Almost two years ago, searchers pulled a child’s body from a thicket of kudzu along the side of a rural North Carolina highway. Investigators quickly identified the remains: The child was a 5-year-old girl who had disappeared a week earlier. Within days, authorities charged the girl’s mother and a 29-year-old man with murder.

A Superior Court judge ruled this week that prosecutors may ask for the death penalty if the man, now 31, is convicted. Prosecutors said the death penalty is not on the table for the girl’s mother.
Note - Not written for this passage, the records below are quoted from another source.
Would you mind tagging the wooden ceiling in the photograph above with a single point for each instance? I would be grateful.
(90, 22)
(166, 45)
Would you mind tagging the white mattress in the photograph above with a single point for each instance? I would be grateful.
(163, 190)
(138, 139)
The case turned out to be much more complicated than anyone thought. The mother’s charges include first-degree murder, rape of a child and human trafficking. She allegedly arranged for the other suspect to pick up her daughter in front of her home. She called the police later to report her daughter missing.
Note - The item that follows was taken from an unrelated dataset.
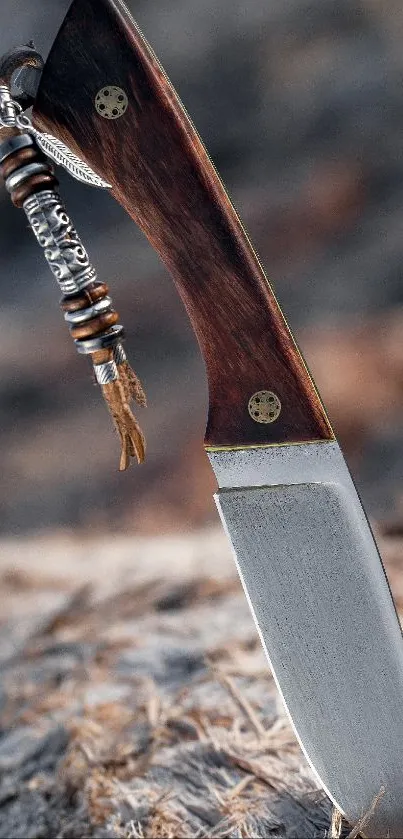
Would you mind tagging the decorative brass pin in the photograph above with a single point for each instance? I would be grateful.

Security cameras caught the man carrying the girl toward an elevator in a hotel about 30 miles from her home. That was the last time she was seen alive.

The man is also facing charges of first-degree rape and first-degree kidnapping.

The girl’s death caught local and national attention. Shaquille O’Neal paid for the victim’s funeral, which was attended by more than 2,000 people.

Locally, the allegations against the girl’s mother sparked an inquiry into the role of the county’s Department of Social Services in the case. Reportedly, state investigators were looking into why the department did not turn the family’s complete file over to police. Court records indicate the mother had been the subject of a previous investigation regarding the care of her son.